Division of Medical Sciences, Boston University School of Medicine, Boston, MA 02118, United States.
Department of Medicine, Boston University School of Medicine, 670 Albany St. Rm 516, Boston, MA 02118, United States.
EBioMedicine. 2021 Jul;69:103478. doi: 10.1016/j.ebiom.2021.103478. Epub 2021 Jul 10.
Approximately 40% of human pregnancies are unintended, indicating a need for more acceptable effective contraception methods. New antibody production systems make it possible to manufacture reagent-grade human monoclonal antibodies (mAbs) for clinical use. We used the Nicotiana platform to produce a human antisperm mAb and tested its efficacy for on-demand topical contraception.
Heavy and light chain variable region DNA sequences of a human IgM antisperm antibody derived from an infertile woman were inserted with human IgG constant region sequences into an agrobacterium and transfected into Nicotiana benthamiana. The product, an IgG mAb ["Human Contraception Antibody" (HCA)], was purified on Protein A columns, and QC was performed using the LabChip GXII Touch protein characterization system and SEC-HPLC. HCA was tested for antigen specificity by immunofluorescence and western blot assays, antisperm activity by sperm agglutination and complement dependent sperm immobilization assays, and safety in a human vaginal tissue (EpiVaginal™) model.
HCA was obtained at concentrations ranging from 0.4 to 4 mg/ml and consisted of > 90% IgG monomers. The mAb specifically reacted with a glycan epitope on CD52g, a glycoprotein produced in the male reproductive tract and found in abundance on sperm. HCA potently agglutinated sperm under a variety of relevant physiological conditions at concentrations ≥ 6.25 µg/ml, and mediated complement-dependent sperm immobilization at concentrations ≥ 1 µg/ml. HCA and its immune complexes did not induce inflammation in EpiVaginal™ tissue.
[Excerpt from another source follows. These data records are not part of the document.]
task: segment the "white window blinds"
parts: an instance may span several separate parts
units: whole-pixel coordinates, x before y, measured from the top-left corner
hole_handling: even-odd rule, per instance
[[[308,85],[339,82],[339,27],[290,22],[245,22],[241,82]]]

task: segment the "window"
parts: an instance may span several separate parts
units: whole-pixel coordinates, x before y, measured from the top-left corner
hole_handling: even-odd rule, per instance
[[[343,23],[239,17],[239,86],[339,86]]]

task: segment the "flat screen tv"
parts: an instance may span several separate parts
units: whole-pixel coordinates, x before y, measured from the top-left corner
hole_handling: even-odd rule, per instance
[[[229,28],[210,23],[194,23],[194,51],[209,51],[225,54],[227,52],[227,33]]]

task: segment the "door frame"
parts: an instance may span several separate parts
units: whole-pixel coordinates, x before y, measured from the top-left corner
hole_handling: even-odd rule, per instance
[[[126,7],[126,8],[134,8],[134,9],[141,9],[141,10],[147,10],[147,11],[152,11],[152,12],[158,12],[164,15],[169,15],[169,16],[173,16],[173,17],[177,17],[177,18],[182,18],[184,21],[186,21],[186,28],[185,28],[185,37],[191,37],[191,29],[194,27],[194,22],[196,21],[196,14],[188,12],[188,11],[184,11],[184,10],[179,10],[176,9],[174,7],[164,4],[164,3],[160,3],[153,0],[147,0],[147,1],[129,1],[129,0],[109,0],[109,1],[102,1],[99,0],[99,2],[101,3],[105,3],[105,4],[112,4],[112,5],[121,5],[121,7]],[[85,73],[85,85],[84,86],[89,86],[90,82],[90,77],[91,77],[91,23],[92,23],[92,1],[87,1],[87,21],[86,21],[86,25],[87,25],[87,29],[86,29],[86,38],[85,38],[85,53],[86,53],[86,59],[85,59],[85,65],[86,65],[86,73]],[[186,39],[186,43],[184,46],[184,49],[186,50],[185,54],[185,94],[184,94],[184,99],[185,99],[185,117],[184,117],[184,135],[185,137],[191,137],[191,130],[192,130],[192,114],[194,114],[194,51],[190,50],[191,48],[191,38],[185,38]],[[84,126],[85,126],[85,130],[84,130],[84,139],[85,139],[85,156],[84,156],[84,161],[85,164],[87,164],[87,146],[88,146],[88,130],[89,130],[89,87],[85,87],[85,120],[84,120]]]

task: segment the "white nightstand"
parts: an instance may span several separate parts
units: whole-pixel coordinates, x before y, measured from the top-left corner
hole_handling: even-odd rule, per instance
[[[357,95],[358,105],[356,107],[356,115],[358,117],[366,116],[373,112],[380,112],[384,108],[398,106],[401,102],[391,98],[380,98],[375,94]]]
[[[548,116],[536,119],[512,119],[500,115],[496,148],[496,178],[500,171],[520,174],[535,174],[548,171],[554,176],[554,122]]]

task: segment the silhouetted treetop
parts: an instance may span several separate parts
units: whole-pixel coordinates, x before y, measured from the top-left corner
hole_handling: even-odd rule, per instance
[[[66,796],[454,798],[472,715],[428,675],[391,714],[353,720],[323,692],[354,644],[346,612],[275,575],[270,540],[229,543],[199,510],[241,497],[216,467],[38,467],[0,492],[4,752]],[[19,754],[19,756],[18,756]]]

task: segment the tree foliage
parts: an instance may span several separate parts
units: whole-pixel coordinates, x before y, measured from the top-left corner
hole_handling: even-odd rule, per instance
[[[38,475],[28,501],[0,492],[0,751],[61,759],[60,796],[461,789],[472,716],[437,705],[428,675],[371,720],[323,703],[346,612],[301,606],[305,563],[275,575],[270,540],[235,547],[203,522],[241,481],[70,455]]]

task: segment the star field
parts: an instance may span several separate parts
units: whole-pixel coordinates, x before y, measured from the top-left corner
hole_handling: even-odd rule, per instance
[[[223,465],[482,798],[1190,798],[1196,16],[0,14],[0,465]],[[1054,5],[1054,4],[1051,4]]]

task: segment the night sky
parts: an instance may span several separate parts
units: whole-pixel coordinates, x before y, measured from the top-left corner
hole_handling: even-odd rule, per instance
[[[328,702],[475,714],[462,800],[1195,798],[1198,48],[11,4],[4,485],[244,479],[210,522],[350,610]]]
HCA, an IgG1 mAb with potent sperm agglutination and immobilization activity and a good safety profile, is a promising candidate for female contraception.
This research was supported by grants R01 HD095630 and P50HD096957 from the National Institutes of Health.
大约 40%的妊娠是意外的,这表明需要更可接受的有效避孕方法。新的抗体生产系统使得制造用于临床用途的试剂级人源单克隆抗体(mAb)成为可能。我们使用烟草平台生产了一种人抗精子 mAb,并测试了其用于按需局部避孕的效果。
将从不孕妇女中获得的人 IgM 抗精子抗体的重链和轻链可变区 DNA 序列与人类 IgG 恒定区序列一起插入农杆菌,并转染到烟草中。该产物是一种 IgG mAb[“人避孕抗体”(HCA)],通过 Protein A 柱进行纯化,并使用 LabChip GXII Touch 蛋白质特征系统和 SEC-HPLC 进行 QC。通过免疫荧光和 Western blot 测定法测试 HCA 的抗原特异性,通过精子凝集和补体依赖性精子固定测定法测试抗精子活性,并在人阴道组织(EpiVaginal™)模型中测试安全性。
获得了浓度范围为 0.4 至 4 mg/ml 的 HCA,并且包含>90%的 IgG 单体。该 mAb 特异性地与 CD52g 上的糖基表位反应,CD52g 是一种在男性生殖道中产生的糖蛋白,在精子中大量存在。HCA 在浓度≥6.25μg/ml 时在多种相关生理条件下有效地凝集精子,并在浓度≥1μg/ml 时介导补体依赖性精子固定。HCA 及其免疫复合物在 EpiVaginal™组织中不会引起炎症。
HCA 是一种 IgG1 mAb,具有强大的精子凝集和固定活性以及良好的安全性,是女性避孕的有前途的候选药物。
这项研究得到了美国国立卫生研究院 R01 HD095630 和 P50HD096957 资助。